Cloud Monitoring – Implement Uptime Checks for Instances Without External IP

google-cloud-platformgoogle-compute-enginegoogle-stackdrivernginx

Cloud Monitoring Uptime checks allow users to send a request to a resource to see if it respond.

Since the checks are performed outside Google Cloud infrastructure, an external ip is needed.

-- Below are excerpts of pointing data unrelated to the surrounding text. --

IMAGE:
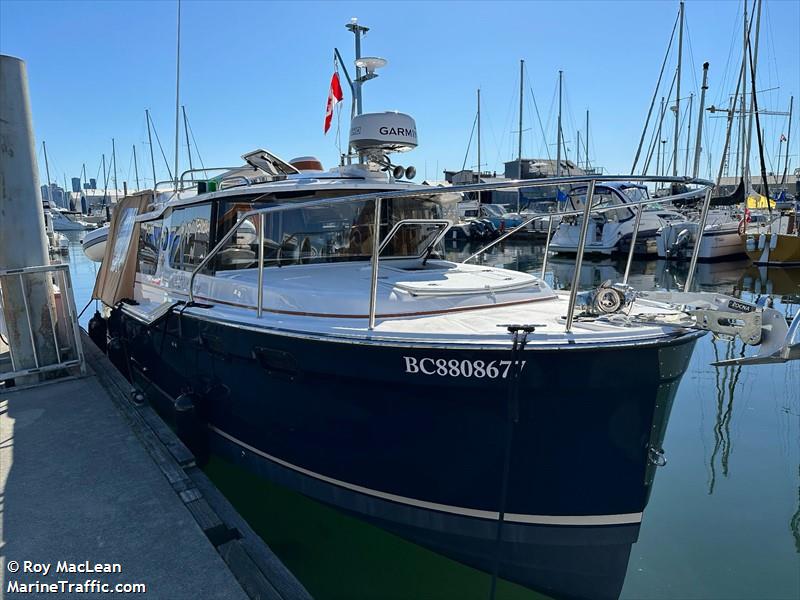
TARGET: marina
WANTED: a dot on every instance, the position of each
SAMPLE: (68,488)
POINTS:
(356,381)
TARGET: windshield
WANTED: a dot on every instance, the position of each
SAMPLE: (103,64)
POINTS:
(333,233)
(493,210)
(603,197)
(636,194)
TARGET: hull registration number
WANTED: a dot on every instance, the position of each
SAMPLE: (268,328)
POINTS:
(479,369)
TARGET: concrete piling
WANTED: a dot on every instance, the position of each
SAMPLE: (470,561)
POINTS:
(28,304)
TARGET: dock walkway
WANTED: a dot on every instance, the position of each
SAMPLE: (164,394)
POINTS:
(87,476)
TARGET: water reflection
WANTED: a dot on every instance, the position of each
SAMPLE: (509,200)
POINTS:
(726,380)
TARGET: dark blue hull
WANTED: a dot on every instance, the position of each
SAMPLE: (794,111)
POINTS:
(422,455)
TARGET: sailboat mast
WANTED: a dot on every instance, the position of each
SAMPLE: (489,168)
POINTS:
(105,180)
(742,122)
(586,154)
(519,136)
(678,97)
(47,170)
(697,147)
(764,180)
(136,168)
(114,161)
(177,91)
(186,132)
(688,134)
(479,147)
(150,140)
(753,64)
(558,135)
(788,142)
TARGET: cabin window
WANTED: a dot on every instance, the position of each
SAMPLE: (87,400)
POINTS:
(186,238)
(149,243)
(332,233)
(603,197)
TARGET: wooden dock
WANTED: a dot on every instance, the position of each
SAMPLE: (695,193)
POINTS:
(86,475)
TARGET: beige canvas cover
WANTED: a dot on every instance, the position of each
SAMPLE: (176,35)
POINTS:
(118,269)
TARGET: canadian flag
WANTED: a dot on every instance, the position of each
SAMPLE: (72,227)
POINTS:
(334,97)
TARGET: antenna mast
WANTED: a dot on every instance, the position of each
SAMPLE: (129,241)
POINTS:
(188,147)
(558,135)
(114,160)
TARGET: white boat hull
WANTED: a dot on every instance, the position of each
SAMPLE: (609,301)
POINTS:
(676,241)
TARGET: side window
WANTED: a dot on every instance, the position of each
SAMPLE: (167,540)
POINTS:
(187,236)
(149,241)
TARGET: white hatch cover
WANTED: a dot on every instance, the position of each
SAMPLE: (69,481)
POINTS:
(467,281)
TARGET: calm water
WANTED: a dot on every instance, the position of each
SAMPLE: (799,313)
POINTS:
(723,519)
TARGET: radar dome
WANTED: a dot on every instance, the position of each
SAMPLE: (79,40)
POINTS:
(384,132)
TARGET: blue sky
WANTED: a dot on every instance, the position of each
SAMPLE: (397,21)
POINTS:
(256,74)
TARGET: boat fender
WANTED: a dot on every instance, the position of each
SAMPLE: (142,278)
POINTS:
(656,456)
(98,331)
(189,426)
(114,349)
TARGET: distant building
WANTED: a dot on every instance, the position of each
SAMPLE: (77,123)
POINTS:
(56,195)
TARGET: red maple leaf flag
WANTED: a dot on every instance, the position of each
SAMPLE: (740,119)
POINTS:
(334,96)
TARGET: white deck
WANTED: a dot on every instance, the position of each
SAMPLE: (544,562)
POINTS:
(445,303)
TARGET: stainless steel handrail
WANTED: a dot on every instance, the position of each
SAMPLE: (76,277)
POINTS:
(378,197)
(573,292)
(375,259)
(444,223)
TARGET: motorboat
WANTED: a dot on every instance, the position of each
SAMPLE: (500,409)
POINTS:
(308,324)
(722,237)
(57,243)
(612,231)
(94,243)
(64,220)
(383,386)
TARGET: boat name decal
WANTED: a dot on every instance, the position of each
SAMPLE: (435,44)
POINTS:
(460,368)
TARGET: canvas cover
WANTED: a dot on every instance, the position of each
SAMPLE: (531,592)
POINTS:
(118,269)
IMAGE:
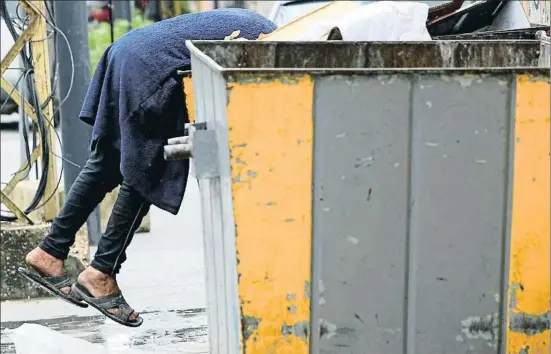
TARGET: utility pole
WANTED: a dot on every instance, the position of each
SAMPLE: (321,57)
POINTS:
(72,18)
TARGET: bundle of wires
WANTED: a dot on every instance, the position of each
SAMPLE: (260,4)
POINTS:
(42,124)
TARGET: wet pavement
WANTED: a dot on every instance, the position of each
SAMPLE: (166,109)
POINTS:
(163,279)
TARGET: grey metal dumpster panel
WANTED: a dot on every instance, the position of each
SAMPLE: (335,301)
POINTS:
(406,254)
(360,213)
(435,54)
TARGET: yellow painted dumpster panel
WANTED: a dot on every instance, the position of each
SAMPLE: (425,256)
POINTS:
(188,90)
(529,284)
(270,136)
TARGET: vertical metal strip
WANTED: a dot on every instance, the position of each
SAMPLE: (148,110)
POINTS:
(529,283)
(190,104)
(270,138)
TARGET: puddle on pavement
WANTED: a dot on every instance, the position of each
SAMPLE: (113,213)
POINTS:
(176,331)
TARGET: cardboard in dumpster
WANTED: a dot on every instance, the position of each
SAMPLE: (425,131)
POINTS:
(35,339)
(476,17)
(379,21)
(386,21)
(299,27)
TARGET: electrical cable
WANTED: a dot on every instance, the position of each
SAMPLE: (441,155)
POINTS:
(42,122)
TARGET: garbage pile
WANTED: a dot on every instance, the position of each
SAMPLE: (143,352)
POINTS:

Is there a way to implement Uptime checks for sites ( http requests ) that does not have a public IP?

Best Answer

TL;DR: yes, by using a bastion host with external IP that can query reach the internal site and use a proxy ( NGINX , SquidProxy , etc ) to pass your health check request from the external services to your internal sites.

What you need:

  1. A VM with external IP in the same VPC of your private VMS ( the ones without public ip).
  2. Communication between the VM with external IP (from now referred as probe vm ) and the VMs that host your internal websites.
  3. (optional, but highly recommended) Your website should have a health-check webpage. This page should return a 200 if the site and system it’s ok and preferably an authentication protection.

The process:

  1. Create a VM within the same VPC where your internal website is. You can create basic linux VM running your preferred linux distribution. The size of your VM can be a n1-standard-1 or a e2-standard-2 the size really depends on how many sites you will monitor. You may need to adjust the size of your VM according to your needs.
  2. Allow communication between your probe vm and the internal vms that host your site. It’s recommended that you only allow the ports used by your internal sites.
  3. Restrict all traffic to your your probe vm to avoid any type of data leak. Use Google Cloud Firewall to achieve this. ( note: do not forget to whitelist your IP for port 22 so you can manage your probe vm )
  4. Allow HTTP (port 80) traffic to your probe vm to Cloud Monitoring ips.
  5. Install NGINX Opensource on your probe vm.

If you want to skip the installation process, you may choose to use NGINX PLUS and install it by using Google Cloud MarketPlace

You can also use NGINX Docker container for this task.

  1. Configure NGINX as Reverse Proxy
  2. Create your Uptime checks in Cloud Monitoring.

Some tips and tricks on how to configure nginx

When you install NGINX by following NGINX’s instructions, you will get a functional NGINX at the end of the process. But you may need extra configurations to achieve the goal.

  1. Modify the file /etc/nginx/conf.d/default.conf to answer a 404 to any request that does not includes a valid HOST header:
server {
    listen       80 default;
    location / {
        return 404;
    }
}
  1. Create a configuration file under /etc/nginx/conf.d/ directory for each site you want to monitor. i.e. /etc/nginx/conf.d/finance-sites.conf. Do not forget the .conf termination.

  2. Set a bogus host for each site you want to monitor and do not forget to set the host header in Cloud Monitoring.

  3. Do not forget to check syntax nginx -t and reload configuration nginx -s reload each time you perform a change in your configuration.